Gold and silver prices are soaring, fueled by a combination of factors including U.S.-China trade tensions, rising Indian seasonal demand, and the subcontinent’s solar buildout, according to precious metals analysts at Heraeus.
The recent rally in gold prices has been attributed to a weaker U.S. dollar and a pullback in yields following an improved U.S. inflation outlook. Heraeus analysts point to the decline in Treasury yields and a weaker dollar as factors contributing to gold’s appeal to international investors.
In addition, the ongoing trade tariff threats against China and robust Indian gold purchases around the May Akshaya Tritiya festival have further boosted gold prices.

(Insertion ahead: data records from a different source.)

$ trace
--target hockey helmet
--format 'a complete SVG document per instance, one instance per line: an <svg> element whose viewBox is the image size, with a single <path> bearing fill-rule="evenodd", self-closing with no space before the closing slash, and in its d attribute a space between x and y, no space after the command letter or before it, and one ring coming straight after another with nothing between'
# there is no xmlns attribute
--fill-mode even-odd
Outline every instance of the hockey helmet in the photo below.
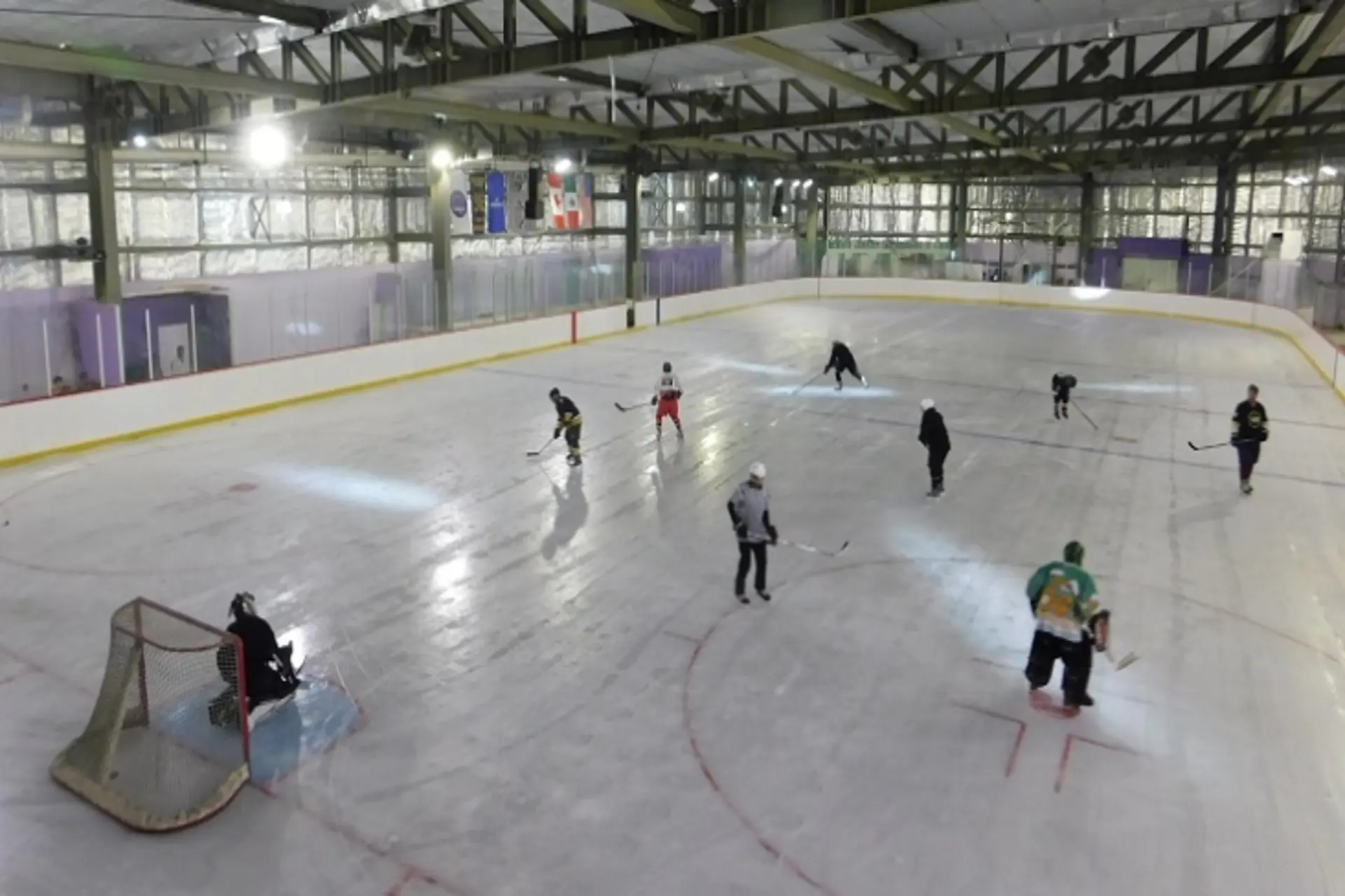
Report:
<svg viewBox="0 0 1345 896"><path fill-rule="evenodd" d="M257 598L252 596L247 591L235 594L233 603L229 604L229 615L235 619L243 615L257 615Z"/></svg>

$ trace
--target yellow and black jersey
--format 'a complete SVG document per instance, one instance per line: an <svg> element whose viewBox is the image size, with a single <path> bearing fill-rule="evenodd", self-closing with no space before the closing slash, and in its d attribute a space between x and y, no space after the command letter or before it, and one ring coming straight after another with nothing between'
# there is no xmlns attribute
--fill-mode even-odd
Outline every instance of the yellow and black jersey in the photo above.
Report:
<svg viewBox="0 0 1345 896"><path fill-rule="evenodd" d="M560 429L569 429L580 426L584 423L584 418L580 416L578 404L572 402L568 396L561 395L555 399L555 426Z"/></svg>

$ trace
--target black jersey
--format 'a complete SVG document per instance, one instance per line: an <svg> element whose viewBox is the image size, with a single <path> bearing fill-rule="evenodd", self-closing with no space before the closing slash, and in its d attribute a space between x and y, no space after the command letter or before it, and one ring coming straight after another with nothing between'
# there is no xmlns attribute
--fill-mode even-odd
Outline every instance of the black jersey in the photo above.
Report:
<svg viewBox="0 0 1345 896"><path fill-rule="evenodd" d="M561 395L555 400L555 424L557 426L578 426L582 420L580 419L578 404L572 402L568 396Z"/></svg>
<svg viewBox="0 0 1345 896"><path fill-rule="evenodd" d="M826 373L831 369L854 369L854 355L850 353L850 347L845 343L831 343L831 359L827 361L827 365L822 372Z"/></svg>
<svg viewBox="0 0 1345 896"><path fill-rule="evenodd" d="M1260 402L1239 402L1233 411L1233 439L1237 442L1264 442L1270 438L1266 406Z"/></svg>
<svg viewBox="0 0 1345 896"><path fill-rule="evenodd" d="M261 617L242 614L229 623L229 634L243 642L243 669L249 678L257 678L262 669L280 653L276 631Z"/></svg>

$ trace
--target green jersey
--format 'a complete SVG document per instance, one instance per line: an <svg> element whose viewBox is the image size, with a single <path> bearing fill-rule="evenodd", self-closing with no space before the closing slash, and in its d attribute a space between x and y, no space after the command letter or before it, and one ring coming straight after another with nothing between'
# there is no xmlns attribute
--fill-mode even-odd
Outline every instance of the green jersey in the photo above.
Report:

Spot gold reached a record-high close of $2,408 per ounce last week and continued to climb, reaching just below $2,450 per ounce over the weekend.
On the silver front, Heraeus noted that India imported more silver in Q1 2024 than in all of 2023, with imports reaching approximately 3,730 tonnes. Indian demand for silver is expected to remain strong, driven by efforts to localize solar supply chains and the growth of the cell manufacturing sector.
Spot silver also experienced a strong rally, with Friday’s closing price of $30.63 per ounce the highest in over 11 years. Silver is finally catching up to gold, outperforming the yellow metal year-to-date. The gold:silver ratio has significantly decreased as a result.
As of the time of writing, spot silver was trading at $32.035 per ounce, up 0.72% on the session. Both gold and silver prices are expected to remain strong in the coming months, supported by multiple factors including geopolitical tensions and growing demand from India’s solar industry.